We've also heard the recent report of 7 children from Seattle with COVID myocarditis and C-reactive proteins above 100 resolved in just 48 hours with Prodrome Glia. This suggests that the pathology of COVID myocarditis is plasmalogen loss in the sarcoplasmic reticulum (the membrane, made of plasmalogens, that surrounds all muscle cells and sequesters calcium releasing when needed it to allow contraction). COVID depletes that membrane plasmalogen content and heart symptoms follow. Replenishment repairs the damage in 48 hours.

These three disparate events can only be explained by depletion of membrane lipids (plasmalogens) by some oxidizing stressor. The body can only repair those membranes slowly in the environment of ongoing oxidative stress. Interstitial cystitis waxes and wanes with mysterious irregularity and can last a lifetime. Want to fix it in 3 hours? Want to repair your coronary artery disease? Your COVID? The Holy Grail of common pathways may be before us. Maybe all autoimmune diseases are caused by membrane damage, exposing naked tissue below that then develops antibodies. We've been chasing the antibodies. Perhaps we should be focusing on repairing the loss of phospholipid building blocks in the membranes.

www.What will Work for me? I'm letting these observations soak in. The more I look in the published literature, the more evidence I find to support the observations I'm seeing. The question is, "What is the source of oxidative stress and how can I fix it." Oxidate stress probably comes most reliably from processed carbohydrates and fructose. Table sugar and white flour converted into donuts, chocolate ice cream, fast food with no fiber, and just about every prepared food we eat puts us at some risk. Visceral fat is the manifestation in our abdomens that we have oxidative stress in abundance. My little poochy tummy is there. It's my job to lose it.

References: Subcell BiochemJr Am College of Cardiology, Biochem Cell Biol,  Matrix Biology, Arterio Thromb Vasc., Natur Clin Pract Urology

Pop Quiz

1. What is this evil Darth Vader called oxidative stress?                        Answer: Extra electrons that escape the mitochondria and cause the production of reactive oxygen species.

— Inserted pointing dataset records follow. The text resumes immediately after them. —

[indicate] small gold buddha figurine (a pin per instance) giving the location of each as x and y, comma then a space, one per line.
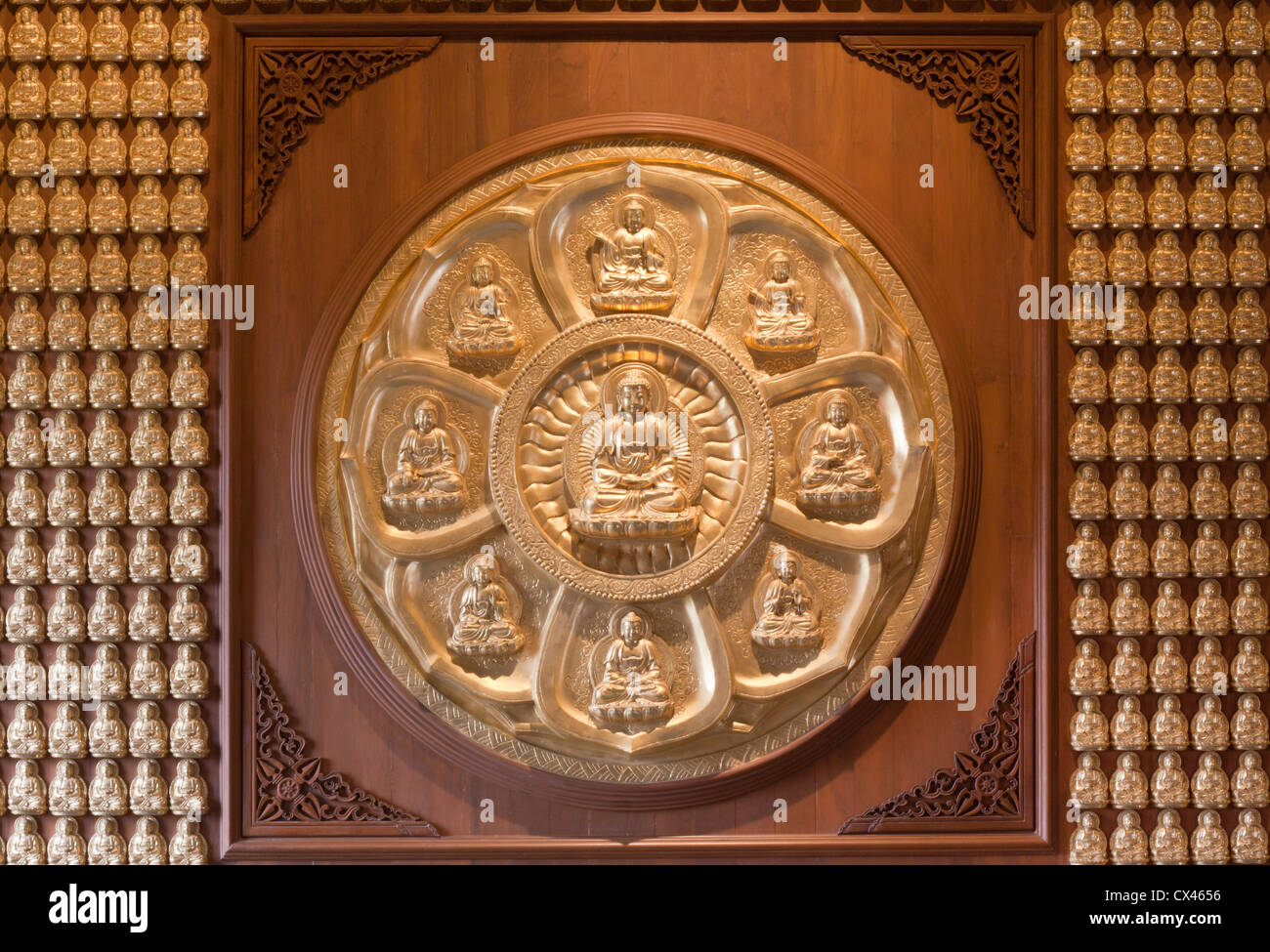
67, 794
148, 443
1130, 616
189, 618
1244, 32
1088, 612
1125, 263
1209, 845
148, 93
1249, 730
1209, 496
1249, 672
1209, 727
108, 96
1206, 262
189, 93
189, 676
1249, 842
190, 730
108, 211
148, 41
1087, 845
1205, 92
67, 96
1245, 96
67, 270
66, 618
108, 270
1128, 783
1087, 555
1249, 382
1168, 785
1129, 724
1246, 148
1124, 206
1168, 727
1206, 151
66, 151
106, 796
1207, 320
190, 382
148, 847
148, 618
148, 559
1080, 33
1083, 89
67, 39
1249, 435
1124, 92
1246, 208
189, 794
148, 266
106, 621
1122, 32
25, 208
106, 735
190, 211
1087, 674
1129, 436
190, 147
24, 155
106, 152
1206, 208
1167, 668
1169, 559
1207, 669
190, 562
24, 736
67, 211
1203, 32
1088, 727
1128, 671
1125, 151
1167, 263
109, 37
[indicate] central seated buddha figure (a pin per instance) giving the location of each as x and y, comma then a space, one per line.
634, 491
783, 320
631, 688
630, 262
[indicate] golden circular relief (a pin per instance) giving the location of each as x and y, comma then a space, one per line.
635, 460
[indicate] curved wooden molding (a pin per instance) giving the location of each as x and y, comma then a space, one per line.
292, 787
290, 85
983, 782
986, 80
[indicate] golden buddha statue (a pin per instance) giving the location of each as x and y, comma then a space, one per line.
1246, 208
1245, 96
106, 153
1249, 435
1083, 89
108, 96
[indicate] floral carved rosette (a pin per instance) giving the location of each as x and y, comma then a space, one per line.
639, 458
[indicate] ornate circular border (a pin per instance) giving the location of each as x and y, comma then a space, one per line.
524, 392
439, 724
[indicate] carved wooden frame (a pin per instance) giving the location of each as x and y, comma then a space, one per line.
890, 832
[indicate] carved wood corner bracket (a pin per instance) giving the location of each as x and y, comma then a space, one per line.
986, 782
989, 87
290, 85
292, 786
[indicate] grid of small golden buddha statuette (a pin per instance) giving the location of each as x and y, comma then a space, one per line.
103, 500
1168, 498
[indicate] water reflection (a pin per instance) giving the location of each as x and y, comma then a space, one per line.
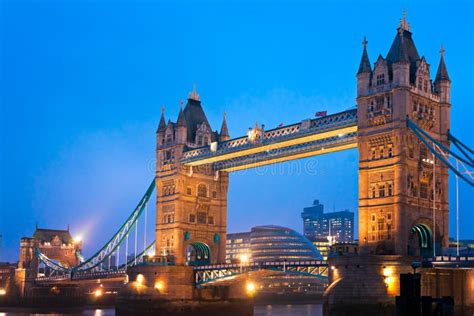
260, 310
293, 310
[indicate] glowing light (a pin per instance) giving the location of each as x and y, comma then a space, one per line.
389, 281
140, 279
244, 258
387, 271
159, 285
250, 288
98, 292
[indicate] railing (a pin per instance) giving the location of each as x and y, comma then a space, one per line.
262, 264
307, 127
220, 272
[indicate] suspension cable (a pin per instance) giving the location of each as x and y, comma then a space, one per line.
457, 210
144, 227
118, 256
434, 205
136, 233
126, 252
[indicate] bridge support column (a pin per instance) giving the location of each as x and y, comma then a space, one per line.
365, 280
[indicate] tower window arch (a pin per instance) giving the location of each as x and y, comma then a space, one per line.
202, 190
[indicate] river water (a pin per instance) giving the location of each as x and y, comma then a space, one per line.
260, 310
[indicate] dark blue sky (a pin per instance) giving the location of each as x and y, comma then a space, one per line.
82, 84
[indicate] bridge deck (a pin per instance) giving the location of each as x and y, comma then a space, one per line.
307, 138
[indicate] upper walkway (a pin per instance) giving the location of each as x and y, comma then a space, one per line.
308, 138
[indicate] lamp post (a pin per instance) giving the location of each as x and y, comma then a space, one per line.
244, 259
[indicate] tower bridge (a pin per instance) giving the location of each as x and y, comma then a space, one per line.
401, 128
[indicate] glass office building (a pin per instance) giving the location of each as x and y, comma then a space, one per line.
334, 226
270, 243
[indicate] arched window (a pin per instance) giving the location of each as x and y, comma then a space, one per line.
202, 190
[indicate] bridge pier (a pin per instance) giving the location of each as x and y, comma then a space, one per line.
170, 290
369, 280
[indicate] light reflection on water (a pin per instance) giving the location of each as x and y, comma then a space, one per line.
260, 310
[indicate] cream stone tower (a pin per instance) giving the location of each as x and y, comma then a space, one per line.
396, 173
191, 204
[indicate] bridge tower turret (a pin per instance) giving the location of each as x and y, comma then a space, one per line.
191, 210
397, 186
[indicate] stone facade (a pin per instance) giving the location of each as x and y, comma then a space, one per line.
191, 204
395, 168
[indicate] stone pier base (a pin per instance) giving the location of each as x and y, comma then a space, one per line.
170, 290
375, 280
365, 280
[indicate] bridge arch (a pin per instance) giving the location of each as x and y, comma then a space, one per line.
197, 253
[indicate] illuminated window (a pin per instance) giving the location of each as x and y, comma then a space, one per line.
374, 190
201, 218
390, 151
381, 190
423, 190
380, 79
202, 190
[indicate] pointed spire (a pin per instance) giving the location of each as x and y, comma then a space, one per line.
442, 73
402, 52
162, 125
193, 95
181, 120
404, 25
364, 66
224, 131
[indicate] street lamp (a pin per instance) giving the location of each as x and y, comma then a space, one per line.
244, 259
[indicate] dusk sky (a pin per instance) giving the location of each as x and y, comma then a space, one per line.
82, 84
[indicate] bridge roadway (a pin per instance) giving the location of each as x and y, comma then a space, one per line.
308, 138
449, 262
206, 274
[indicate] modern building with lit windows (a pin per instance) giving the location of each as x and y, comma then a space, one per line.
334, 226
270, 243
237, 244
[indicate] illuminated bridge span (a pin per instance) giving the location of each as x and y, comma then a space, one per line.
308, 138
212, 274
204, 275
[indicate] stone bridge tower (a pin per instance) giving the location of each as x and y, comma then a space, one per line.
396, 175
191, 203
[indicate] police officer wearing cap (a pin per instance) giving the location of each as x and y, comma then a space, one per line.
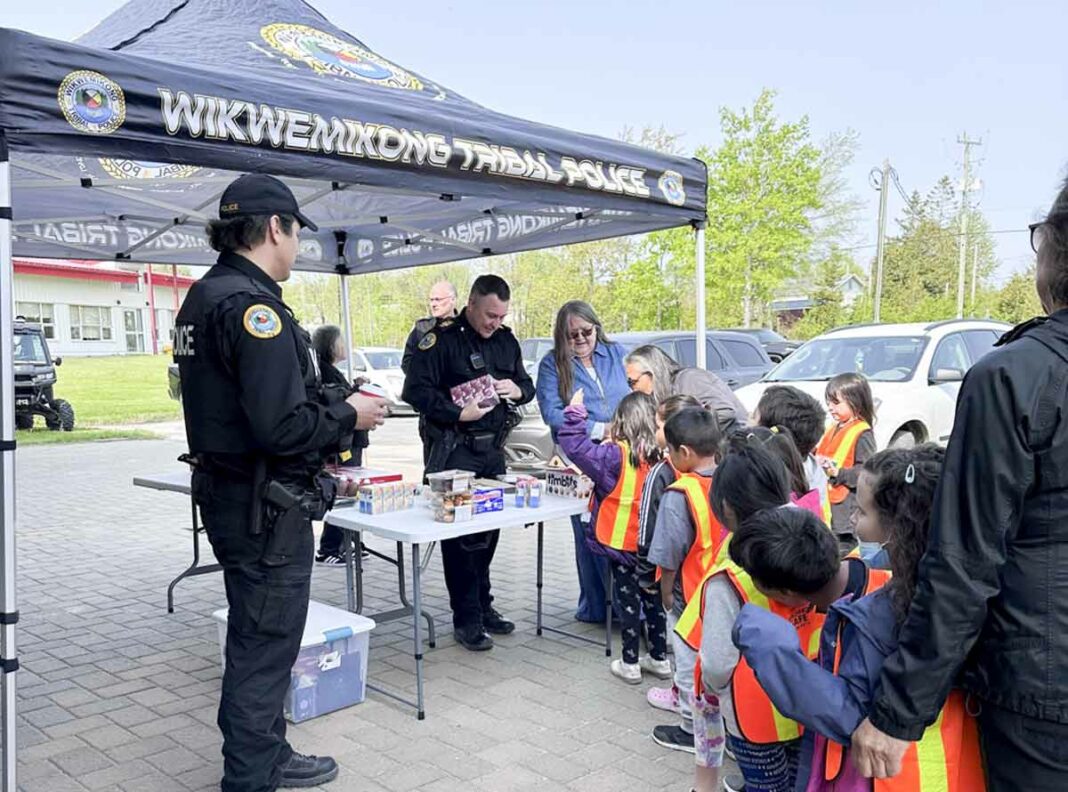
442, 303
471, 438
258, 424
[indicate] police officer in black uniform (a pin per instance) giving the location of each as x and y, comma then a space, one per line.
442, 309
456, 351
258, 426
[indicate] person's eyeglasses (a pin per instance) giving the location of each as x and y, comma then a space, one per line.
632, 382
584, 333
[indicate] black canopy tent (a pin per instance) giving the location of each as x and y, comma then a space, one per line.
118, 147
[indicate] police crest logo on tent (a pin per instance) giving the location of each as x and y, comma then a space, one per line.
671, 186
328, 54
92, 103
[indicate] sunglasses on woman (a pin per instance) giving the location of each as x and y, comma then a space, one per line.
584, 333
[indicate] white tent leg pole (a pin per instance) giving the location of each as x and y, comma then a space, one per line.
702, 321
9, 612
346, 326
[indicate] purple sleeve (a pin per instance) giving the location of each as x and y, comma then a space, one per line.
598, 461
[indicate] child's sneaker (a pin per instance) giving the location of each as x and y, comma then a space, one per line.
674, 738
659, 668
663, 698
629, 672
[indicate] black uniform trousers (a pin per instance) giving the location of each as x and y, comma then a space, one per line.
268, 606
1022, 753
467, 558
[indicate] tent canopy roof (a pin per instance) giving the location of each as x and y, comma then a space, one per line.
122, 143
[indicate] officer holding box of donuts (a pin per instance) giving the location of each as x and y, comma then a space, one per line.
468, 433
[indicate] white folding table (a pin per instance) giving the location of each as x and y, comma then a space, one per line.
417, 527
179, 481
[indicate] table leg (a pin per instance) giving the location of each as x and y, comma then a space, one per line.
194, 569
608, 611
403, 595
540, 555
417, 586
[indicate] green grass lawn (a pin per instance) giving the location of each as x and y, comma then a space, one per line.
40, 436
118, 390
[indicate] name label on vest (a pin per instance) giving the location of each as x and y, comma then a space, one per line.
184, 341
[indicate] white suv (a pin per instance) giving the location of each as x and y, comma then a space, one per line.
914, 371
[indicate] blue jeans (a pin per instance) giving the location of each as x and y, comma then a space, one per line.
593, 575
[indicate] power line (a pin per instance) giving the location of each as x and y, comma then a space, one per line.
951, 234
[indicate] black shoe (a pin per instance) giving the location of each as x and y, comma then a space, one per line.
473, 638
301, 771
497, 624
674, 738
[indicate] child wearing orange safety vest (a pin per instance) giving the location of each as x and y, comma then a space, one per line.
845, 447
895, 492
662, 476
618, 468
684, 545
751, 495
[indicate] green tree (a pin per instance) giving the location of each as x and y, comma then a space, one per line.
921, 264
764, 187
1017, 300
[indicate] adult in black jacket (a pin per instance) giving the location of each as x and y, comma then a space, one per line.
991, 600
330, 350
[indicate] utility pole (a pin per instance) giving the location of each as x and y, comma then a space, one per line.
883, 188
966, 187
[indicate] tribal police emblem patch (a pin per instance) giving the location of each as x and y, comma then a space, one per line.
92, 103
262, 321
671, 186
328, 54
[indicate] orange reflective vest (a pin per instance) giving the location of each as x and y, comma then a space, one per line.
617, 517
839, 445
758, 719
708, 532
946, 758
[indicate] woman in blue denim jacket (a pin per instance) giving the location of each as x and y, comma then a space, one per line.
582, 357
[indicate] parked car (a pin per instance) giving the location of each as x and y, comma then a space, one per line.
914, 370
778, 347
381, 365
736, 359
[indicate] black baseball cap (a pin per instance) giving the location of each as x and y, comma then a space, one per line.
257, 193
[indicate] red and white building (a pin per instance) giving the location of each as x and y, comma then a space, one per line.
99, 307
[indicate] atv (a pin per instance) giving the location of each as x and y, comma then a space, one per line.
34, 378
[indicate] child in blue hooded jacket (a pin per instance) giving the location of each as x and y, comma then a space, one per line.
895, 492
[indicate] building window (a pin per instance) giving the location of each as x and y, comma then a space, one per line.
38, 313
90, 322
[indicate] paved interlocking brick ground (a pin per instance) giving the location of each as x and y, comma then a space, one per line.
118, 695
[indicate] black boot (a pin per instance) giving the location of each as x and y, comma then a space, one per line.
473, 638
301, 771
497, 624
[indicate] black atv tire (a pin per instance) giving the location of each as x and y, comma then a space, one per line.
64, 416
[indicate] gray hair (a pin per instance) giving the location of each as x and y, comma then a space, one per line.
659, 365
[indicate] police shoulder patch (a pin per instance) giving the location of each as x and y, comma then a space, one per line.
262, 321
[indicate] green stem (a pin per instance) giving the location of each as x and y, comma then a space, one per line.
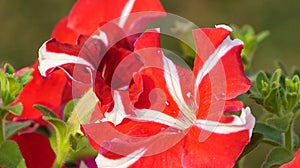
61, 155
289, 138
2, 130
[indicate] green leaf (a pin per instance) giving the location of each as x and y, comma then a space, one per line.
277, 157
273, 101
271, 134
25, 77
276, 76
16, 109
45, 111
262, 83
10, 89
283, 123
60, 132
292, 100
9, 69
77, 141
69, 108
82, 111
10, 155
255, 140
11, 128
296, 109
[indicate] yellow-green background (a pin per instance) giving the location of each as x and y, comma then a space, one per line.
26, 24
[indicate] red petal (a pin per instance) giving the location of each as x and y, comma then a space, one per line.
46, 91
64, 34
36, 150
226, 80
294, 163
219, 150
169, 158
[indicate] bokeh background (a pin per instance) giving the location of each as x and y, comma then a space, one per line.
25, 25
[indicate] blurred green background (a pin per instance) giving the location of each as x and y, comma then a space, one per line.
25, 25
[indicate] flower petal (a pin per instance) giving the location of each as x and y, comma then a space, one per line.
64, 34
35, 149
46, 91
294, 163
124, 162
85, 17
52, 56
224, 145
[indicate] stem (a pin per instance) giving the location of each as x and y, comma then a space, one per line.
2, 130
61, 155
289, 137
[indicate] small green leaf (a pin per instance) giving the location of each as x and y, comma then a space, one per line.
292, 100
60, 132
262, 36
82, 111
262, 83
273, 101
283, 123
10, 89
255, 140
25, 77
11, 128
10, 155
16, 109
277, 157
69, 108
9, 69
276, 76
77, 141
296, 109
271, 134
45, 111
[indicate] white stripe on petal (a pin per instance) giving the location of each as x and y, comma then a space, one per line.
158, 117
224, 27
117, 115
103, 162
125, 13
246, 121
49, 60
213, 59
101, 36
173, 84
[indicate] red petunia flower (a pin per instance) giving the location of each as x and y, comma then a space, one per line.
35, 149
151, 111
294, 163
54, 90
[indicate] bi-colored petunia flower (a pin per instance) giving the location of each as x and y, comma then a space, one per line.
54, 90
35, 149
86, 16
151, 111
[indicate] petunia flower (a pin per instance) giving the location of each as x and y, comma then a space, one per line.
152, 112
294, 163
35, 149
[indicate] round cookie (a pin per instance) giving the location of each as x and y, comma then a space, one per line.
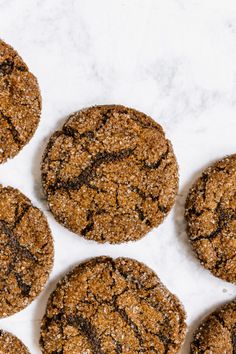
217, 333
26, 251
20, 103
110, 174
111, 306
211, 218
11, 344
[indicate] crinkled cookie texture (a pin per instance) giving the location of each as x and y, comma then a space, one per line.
20, 103
110, 174
107, 306
26, 251
211, 218
10, 344
217, 333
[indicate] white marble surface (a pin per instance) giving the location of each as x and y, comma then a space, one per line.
173, 59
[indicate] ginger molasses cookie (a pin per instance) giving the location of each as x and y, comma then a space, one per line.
217, 333
111, 306
20, 103
10, 344
110, 174
26, 251
211, 218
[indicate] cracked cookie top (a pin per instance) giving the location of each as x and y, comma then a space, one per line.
11, 344
110, 174
107, 306
211, 218
20, 103
26, 251
217, 333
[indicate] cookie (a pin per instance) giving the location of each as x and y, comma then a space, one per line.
110, 174
10, 344
217, 333
107, 306
20, 103
26, 251
211, 218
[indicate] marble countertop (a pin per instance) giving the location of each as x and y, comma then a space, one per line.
174, 60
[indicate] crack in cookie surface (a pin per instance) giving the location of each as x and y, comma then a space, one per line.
20, 103
211, 217
112, 306
114, 159
26, 251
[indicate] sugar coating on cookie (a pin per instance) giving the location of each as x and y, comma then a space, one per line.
109, 306
20, 103
26, 251
10, 344
217, 333
211, 218
110, 174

2. Why are the mitochondria so touchy?                        Answer: The mitochondrion is a miraculous organelle upon which all animal life depends. It is what it is. It functions best when it has food fed to it in a regulated fashion. A flood of calories from processed foods overwhelms it. Think putting gasoline into your gas can with a small funnel that overflows. That's oxidative stress. When you light the match. In human history, we have never had mounds of sugar on top of highly refined flour, on top of mounds of saturated fats that we call Thanksgiving or fast food, or a bag of chips during a football game. Our food has been so purified, it gets digested too fast with too many calories. That tips the balance.

3. Why do plasmalogens get depleted?                          Answer: A plasmalogen is a membrane lipid, making up some 20% of every cell membrane in your body, but 70% of your myelin in your brain and in the synapses in your brain. It is the only lipid with a precious, vinyl ether bond on the outer surface of the cell that is positioned to soak up peroxide, made by oxidative stress. They are the anti-oxidant of first resort. Vit C and E are intracellular. They come second. That saves the cell but depletes the plasmalogens. You get in trouble when you have ongoing oxidative stress that strips away your plasmalogens. As you deplete plasmalogens, you deplete cellular function. (This, in a nugget, is my explanation of the Holy Grail of Medicine). Let's see if this plays out.

4. Has this hypothesis been proven?                      Answer. No, not in large studies. But the clinical story is before us that can be explained in no other fashion, and the bench research supports it.

5. What's changed that this is just coming out now?                        Answer: Dayan Goodenowe has learned how to manufacture the plasmalogen supplements that survive digestion and show up in your blood as the missing, damaged plasmalogen building blocks to repair the oxidized membranes. We have never had the ability to repair damaged membranes before. We had to just wait. We are at the dawn of a revolution in medicine. Aren't we lucky?